CSU dafür, FW sieht es kritisch

Gegenwind soll er in nicht-öffentlicher Sitzung unter anderem von den Freien Wählern bekommen haben. Ratsmitglieder berichten, vor allem der frühere Wirtschaftsreferent Rainer Mehringer soll vor prekären Beschäftigungsverhältnissen gewarnt haben, die Lohnaufstockungen aus dem Hartz-IV-Topf erforderlich machten. Zudem glauben die Gegner, dass die Arbeitskräfte, die Amazon sucht, in Erding gar nicht vorhanden seien. Viele müssten folglich mit dem Auto kommen, was neben den knapp 100 Lkw noch mehr Verkehr am westlichen Stadtrand und auf der schon heute chronisch überlasteten Flughafentangente Ost auslöse.

Grundsätzlich Grünes Licht für Logistiker

Baurechtlich ist die Sache einfach. Neben dem Logistiker auf dem Kletthamer Feld gibt es ein Areal, für dessen Nutzung durch einen Spediteur der Stadtrat vor Jahren Grünes Licht gegeben hat.
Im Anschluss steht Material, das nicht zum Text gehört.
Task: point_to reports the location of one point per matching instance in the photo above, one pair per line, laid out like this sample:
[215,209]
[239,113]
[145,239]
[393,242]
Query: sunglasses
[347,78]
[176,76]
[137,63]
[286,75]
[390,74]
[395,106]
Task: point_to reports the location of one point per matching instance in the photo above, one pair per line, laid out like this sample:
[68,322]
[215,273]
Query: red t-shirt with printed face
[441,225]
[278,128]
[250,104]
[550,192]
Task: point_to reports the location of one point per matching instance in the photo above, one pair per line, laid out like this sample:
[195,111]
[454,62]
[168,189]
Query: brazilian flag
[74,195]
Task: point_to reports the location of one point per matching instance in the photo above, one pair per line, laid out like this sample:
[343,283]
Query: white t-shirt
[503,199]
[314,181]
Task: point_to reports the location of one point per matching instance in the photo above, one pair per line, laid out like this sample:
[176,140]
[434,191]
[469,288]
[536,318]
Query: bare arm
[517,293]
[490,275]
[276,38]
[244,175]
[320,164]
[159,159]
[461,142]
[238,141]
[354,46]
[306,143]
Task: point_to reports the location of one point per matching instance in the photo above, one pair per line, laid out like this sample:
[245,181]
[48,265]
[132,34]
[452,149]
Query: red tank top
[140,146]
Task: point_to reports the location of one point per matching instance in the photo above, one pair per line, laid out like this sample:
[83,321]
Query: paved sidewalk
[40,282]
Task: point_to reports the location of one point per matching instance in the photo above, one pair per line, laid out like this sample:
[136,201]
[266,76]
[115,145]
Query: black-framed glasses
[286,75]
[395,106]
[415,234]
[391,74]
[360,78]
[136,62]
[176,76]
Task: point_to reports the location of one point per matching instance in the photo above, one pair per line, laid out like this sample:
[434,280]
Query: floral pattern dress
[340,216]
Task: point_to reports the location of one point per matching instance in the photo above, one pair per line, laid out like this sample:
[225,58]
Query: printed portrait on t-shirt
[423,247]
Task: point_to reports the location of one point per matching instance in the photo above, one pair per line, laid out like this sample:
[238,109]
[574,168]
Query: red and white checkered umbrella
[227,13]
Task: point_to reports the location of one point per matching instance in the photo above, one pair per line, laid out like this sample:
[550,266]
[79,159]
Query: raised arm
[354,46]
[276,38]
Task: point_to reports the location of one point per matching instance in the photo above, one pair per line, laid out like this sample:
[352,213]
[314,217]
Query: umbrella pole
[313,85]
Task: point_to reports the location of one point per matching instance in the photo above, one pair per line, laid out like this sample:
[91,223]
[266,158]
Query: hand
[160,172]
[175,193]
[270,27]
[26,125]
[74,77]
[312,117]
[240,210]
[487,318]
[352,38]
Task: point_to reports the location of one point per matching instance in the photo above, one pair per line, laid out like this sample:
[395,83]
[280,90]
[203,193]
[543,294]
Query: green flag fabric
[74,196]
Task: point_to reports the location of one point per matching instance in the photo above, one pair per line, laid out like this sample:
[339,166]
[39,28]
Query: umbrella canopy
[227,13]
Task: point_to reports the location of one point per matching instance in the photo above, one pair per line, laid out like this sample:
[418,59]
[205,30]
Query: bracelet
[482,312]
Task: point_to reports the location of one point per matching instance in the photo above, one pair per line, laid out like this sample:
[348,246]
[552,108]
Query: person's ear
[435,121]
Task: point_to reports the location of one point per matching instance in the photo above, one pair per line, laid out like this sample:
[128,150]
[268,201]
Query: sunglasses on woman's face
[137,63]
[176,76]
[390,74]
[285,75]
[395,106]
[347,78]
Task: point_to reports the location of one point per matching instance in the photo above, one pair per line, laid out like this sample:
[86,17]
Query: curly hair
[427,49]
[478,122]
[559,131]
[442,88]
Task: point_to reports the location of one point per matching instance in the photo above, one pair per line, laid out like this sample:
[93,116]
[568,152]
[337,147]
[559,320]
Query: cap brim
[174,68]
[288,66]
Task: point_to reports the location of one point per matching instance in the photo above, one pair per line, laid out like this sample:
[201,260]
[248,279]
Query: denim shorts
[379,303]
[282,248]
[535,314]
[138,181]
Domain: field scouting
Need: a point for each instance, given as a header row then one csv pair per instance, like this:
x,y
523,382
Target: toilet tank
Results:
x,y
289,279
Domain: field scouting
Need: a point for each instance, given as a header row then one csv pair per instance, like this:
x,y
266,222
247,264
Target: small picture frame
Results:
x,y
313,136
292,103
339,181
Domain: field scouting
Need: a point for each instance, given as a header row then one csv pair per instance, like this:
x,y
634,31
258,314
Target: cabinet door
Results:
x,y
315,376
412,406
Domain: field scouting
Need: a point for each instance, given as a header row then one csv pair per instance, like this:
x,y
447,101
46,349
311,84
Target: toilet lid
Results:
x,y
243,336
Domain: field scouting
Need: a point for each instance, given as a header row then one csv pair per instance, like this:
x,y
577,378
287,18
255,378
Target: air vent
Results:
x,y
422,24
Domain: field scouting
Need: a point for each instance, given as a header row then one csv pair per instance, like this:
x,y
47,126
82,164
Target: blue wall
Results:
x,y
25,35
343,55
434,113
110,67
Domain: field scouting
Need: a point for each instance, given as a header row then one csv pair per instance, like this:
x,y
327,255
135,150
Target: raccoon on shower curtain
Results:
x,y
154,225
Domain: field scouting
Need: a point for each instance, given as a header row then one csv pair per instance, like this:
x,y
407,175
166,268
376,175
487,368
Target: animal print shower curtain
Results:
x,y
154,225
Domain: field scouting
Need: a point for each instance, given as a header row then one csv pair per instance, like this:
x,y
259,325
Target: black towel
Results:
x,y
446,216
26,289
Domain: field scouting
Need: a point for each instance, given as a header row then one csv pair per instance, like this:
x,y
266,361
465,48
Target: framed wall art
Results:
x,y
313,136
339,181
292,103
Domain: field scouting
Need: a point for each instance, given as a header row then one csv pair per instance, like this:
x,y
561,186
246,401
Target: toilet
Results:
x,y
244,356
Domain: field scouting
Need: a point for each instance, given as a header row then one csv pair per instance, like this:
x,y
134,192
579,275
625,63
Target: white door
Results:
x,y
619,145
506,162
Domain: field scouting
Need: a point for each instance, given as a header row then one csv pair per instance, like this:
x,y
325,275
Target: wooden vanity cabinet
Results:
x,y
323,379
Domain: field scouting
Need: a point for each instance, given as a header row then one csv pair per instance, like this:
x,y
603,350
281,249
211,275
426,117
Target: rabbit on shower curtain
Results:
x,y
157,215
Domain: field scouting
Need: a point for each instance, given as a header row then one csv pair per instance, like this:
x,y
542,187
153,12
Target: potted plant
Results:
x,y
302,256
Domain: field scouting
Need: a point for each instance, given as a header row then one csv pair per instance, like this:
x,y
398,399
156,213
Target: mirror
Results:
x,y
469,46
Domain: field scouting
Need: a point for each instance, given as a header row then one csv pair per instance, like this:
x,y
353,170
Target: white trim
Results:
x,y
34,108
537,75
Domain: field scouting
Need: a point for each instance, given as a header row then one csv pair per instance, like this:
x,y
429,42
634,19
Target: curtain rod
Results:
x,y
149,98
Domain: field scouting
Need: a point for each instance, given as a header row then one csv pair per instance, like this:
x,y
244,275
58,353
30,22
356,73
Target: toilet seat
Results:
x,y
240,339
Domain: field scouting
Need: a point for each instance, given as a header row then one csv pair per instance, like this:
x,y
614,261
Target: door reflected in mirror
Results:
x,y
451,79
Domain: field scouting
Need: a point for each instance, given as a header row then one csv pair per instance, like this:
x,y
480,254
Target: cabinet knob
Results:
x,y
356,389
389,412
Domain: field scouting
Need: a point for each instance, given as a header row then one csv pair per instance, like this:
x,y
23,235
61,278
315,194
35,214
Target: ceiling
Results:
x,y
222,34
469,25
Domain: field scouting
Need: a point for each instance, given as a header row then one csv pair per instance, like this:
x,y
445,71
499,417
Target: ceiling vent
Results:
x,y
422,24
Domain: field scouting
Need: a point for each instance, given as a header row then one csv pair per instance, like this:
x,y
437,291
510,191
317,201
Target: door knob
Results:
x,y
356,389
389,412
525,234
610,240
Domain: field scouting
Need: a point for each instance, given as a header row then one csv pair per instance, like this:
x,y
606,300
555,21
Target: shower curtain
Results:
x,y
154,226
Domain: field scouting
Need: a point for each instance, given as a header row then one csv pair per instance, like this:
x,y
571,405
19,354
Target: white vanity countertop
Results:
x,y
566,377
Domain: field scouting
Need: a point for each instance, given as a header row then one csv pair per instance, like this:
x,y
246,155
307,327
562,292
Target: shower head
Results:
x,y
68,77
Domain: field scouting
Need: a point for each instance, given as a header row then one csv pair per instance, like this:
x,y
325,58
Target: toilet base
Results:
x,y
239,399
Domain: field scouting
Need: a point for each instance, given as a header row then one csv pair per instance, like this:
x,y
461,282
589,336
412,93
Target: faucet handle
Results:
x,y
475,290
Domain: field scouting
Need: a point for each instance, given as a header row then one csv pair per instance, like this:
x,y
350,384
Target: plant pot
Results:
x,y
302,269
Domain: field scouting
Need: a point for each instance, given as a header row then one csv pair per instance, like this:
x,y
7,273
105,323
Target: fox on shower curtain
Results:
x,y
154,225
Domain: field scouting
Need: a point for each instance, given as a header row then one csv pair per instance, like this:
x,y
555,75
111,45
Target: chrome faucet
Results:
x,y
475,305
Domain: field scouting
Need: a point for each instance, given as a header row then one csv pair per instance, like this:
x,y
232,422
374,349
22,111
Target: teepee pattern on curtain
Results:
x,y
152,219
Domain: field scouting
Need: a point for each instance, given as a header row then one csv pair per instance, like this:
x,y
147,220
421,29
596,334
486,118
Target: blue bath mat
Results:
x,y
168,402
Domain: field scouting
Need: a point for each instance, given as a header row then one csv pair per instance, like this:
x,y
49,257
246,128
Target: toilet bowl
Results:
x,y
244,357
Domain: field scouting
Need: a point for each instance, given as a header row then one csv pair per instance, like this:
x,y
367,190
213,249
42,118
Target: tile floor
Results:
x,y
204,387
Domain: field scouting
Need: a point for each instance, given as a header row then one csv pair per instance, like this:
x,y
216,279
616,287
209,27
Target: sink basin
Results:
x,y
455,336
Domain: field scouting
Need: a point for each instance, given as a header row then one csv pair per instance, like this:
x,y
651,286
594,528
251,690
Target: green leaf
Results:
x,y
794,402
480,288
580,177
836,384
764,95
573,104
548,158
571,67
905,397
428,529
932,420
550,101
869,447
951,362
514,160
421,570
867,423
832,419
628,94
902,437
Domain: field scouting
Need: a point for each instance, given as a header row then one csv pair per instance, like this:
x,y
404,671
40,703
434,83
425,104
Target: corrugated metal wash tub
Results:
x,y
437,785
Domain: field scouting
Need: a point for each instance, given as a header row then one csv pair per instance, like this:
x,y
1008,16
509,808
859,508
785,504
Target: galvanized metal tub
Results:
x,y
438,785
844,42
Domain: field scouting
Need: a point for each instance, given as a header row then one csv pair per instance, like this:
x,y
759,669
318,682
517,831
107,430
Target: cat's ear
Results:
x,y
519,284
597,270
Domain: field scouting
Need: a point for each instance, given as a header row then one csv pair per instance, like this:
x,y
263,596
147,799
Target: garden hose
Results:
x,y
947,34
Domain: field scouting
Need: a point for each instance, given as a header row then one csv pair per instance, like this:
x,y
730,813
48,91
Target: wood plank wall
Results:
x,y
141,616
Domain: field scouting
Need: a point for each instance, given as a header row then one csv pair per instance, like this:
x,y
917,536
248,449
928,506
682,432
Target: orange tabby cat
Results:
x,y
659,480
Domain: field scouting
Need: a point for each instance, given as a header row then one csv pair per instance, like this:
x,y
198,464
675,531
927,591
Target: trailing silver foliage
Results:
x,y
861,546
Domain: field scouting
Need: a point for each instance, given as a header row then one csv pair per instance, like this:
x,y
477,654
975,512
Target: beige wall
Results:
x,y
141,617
Delikat sind die Pläne, weil der Stadtrat seit Jahren über das – gegenüber liegende – Industriegebiet Erding-West an Dachauer- und Sigwolfstraße streitet. Dort will ein Investor ebenfalls Logistik ansiedeln. Die Dimensionen sind mittlerweile kräftig eingedampft.

Dass Amazon nach Erding will, zeigt, dass der Onlinehandel offensichtlich keine Grenzen kennt, erst recht nicht seit dem Corona-Lockdown. Erst vor wenigen Monaten hat der Versand-Gigant im Gewerbegebiet Degernpoint bei Moosburg gebaut. Anlieger berichten von einer deutlichen Verkehrszunahme vor allem auf der B 11. Öffentlich sollen die Pläne in Erding dem Vernehmen nach im November werden.